A group of Haitian sugarcane cutters sit under the shade of a tree outside a workers’ barrack in Batey Experimental, a batey — or sugar workers’ town — in San Pedro de Macorís, a province located in the eastern part of the Dominican Republic. Workers, young and old, slowly saunter down the unpaved roads, with long machetes dangling from their sides and rubber boots sliding through the dirt, heading home after another long, grueling day cutting sugarcane. The batey is surrounded by miles of sugarcane fields, as far as the eye can see.
“I came here to work on anything I could find,” says Ulvick Vernette, a twenty-three-year-old cane cutter. He is sitting on a rubber tire with his back against the shaded tree, as several other workers cluster together to listen to his story. Vernette speaks in Haitian Creole, as he has trouble communicating in Spanish.

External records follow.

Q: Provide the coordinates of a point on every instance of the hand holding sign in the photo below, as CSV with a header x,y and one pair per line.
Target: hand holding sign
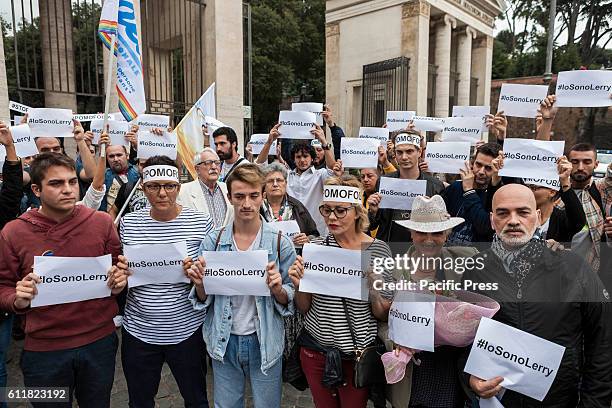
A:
x,y
117,275
26,290
486,388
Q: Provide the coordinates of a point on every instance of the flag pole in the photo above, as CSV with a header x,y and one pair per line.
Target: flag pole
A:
x,y
109,84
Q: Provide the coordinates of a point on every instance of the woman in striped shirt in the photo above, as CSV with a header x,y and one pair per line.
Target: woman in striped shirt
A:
x,y
327,327
160,325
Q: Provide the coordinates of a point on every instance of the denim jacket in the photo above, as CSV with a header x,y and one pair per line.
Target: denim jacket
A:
x,y
269,324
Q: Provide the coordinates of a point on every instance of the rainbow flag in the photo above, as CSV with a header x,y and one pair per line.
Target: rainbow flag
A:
x,y
119,18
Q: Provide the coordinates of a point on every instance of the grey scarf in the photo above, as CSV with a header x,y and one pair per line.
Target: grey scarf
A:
x,y
519,261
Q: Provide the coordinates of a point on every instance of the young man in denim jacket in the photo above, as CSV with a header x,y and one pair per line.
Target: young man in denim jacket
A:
x,y
245,334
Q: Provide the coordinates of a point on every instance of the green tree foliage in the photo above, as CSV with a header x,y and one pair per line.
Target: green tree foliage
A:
x,y
288,54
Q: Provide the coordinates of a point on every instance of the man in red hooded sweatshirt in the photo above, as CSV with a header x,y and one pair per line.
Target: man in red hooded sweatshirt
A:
x,y
72,344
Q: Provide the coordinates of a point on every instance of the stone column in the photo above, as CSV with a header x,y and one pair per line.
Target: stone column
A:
x,y
464,64
58,59
482,65
415,45
4,100
333,87
444,28
229,65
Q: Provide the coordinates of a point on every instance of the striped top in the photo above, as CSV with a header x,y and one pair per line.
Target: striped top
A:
x,y
162,313
326,319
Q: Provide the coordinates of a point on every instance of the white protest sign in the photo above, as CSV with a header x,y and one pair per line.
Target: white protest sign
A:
x,y
399,193
23,140
236,273
147,122
427,123
553,184
71,279
462,129
332,271
18,107
116,131
411,320
380,134
257,141
358,153
531,158
584,88
476,111
521,100
50,122
156,263
296,125
289,227
150,144
398,120
447,157
88,117
527,363
316,108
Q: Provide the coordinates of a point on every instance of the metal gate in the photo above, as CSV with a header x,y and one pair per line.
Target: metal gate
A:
x,y
385,88
52,45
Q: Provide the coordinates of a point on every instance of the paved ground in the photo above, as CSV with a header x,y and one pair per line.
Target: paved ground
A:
x,y
168,394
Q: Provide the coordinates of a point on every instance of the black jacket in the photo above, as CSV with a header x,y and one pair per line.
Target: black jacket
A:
x,y
390,231
11,192
564,223
565,303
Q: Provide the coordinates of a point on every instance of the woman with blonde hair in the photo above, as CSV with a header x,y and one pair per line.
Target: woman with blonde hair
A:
x,y
340,325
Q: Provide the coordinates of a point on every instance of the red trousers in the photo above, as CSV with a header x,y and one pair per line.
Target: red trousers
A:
x,y
347,396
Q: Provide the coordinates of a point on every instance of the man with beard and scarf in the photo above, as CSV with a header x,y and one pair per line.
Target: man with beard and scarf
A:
x,y
120,172
226,143
470,197
552,295
207,194
596,199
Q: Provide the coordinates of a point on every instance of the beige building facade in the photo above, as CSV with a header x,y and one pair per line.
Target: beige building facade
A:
x,y
420,55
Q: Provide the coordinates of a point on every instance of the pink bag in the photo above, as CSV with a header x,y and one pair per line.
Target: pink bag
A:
x,y
457,319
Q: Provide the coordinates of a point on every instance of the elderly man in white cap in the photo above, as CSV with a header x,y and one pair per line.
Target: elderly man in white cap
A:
x,y
407,153
430,225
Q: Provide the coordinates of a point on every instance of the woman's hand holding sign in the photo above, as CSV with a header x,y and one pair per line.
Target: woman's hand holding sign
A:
x,y
484,388
296,272
25,291
275,283
117,275
195,272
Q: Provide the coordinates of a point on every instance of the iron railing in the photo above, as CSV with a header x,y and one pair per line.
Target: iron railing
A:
x,y
385,88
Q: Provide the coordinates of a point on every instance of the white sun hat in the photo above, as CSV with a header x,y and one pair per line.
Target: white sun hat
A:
x,y
430,215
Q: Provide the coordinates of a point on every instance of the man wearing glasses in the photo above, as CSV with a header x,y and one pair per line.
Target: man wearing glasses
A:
x,y
207,194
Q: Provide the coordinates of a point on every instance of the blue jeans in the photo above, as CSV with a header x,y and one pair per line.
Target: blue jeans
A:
x,y
6,326
88,371
242,359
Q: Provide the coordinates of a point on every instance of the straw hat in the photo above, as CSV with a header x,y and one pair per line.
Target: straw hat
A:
x,y
430,215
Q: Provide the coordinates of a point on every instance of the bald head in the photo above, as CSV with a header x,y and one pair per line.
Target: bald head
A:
x,y
515,216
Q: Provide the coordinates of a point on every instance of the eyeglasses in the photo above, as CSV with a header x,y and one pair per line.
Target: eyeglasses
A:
x,y
155,188
209,162
278,180
339,212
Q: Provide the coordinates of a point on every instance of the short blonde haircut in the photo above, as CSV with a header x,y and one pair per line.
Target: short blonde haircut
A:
x,y
362,222
249,174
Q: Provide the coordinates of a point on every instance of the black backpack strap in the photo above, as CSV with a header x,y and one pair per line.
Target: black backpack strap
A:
x,y
219,238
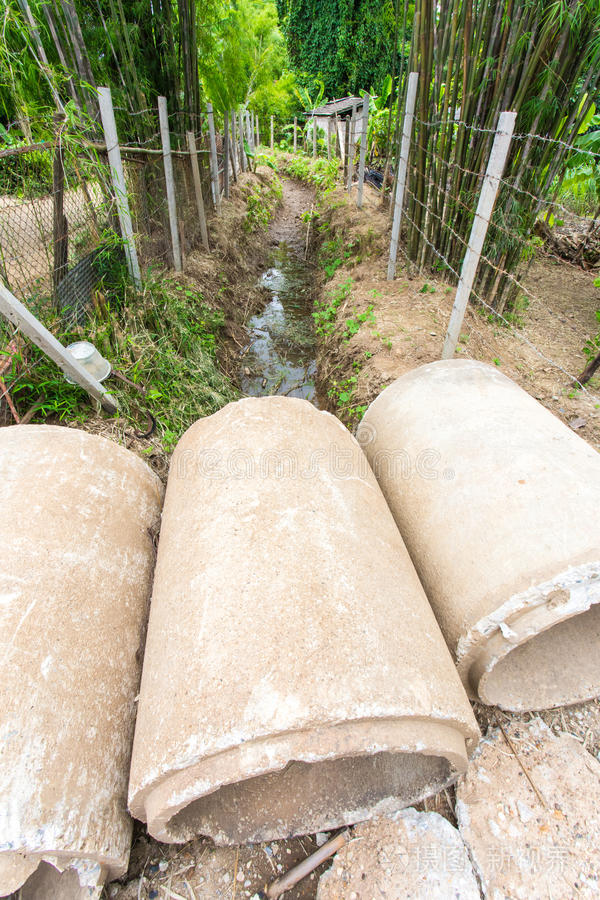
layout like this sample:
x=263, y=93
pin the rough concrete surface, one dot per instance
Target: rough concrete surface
x=498, y=503
x=77, y=558
x=295, y=678
x=522, y=846
x=411, y=854
x=47, y=883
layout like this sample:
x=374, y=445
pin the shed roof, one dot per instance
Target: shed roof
x=337, y=107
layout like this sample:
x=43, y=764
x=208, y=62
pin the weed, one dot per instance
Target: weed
x=163, y=339
x=325, y=312
x=261, y=200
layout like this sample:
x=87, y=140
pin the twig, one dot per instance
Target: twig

He arrived in the Dominican Republic “under the fence,” or irregularly, about a year ago. He took a bus from his home in Jacmel, a town on the south coast of Haiti, to Ouanaminthe, known as Juana Méndez in Spanish, a border town that lies on the Haitian side of the Massacre River, which partially divides Haiti from its Spanish neighbor on the Caribbean island of Hispaniola.
From there, he and ten other Haitians walked for nine days until they reached the northern Dominican city of Santiago. It is a route taken by scores of Haitians each year, who migrate to the Dominican Republic to escape widespread poverty and political instability.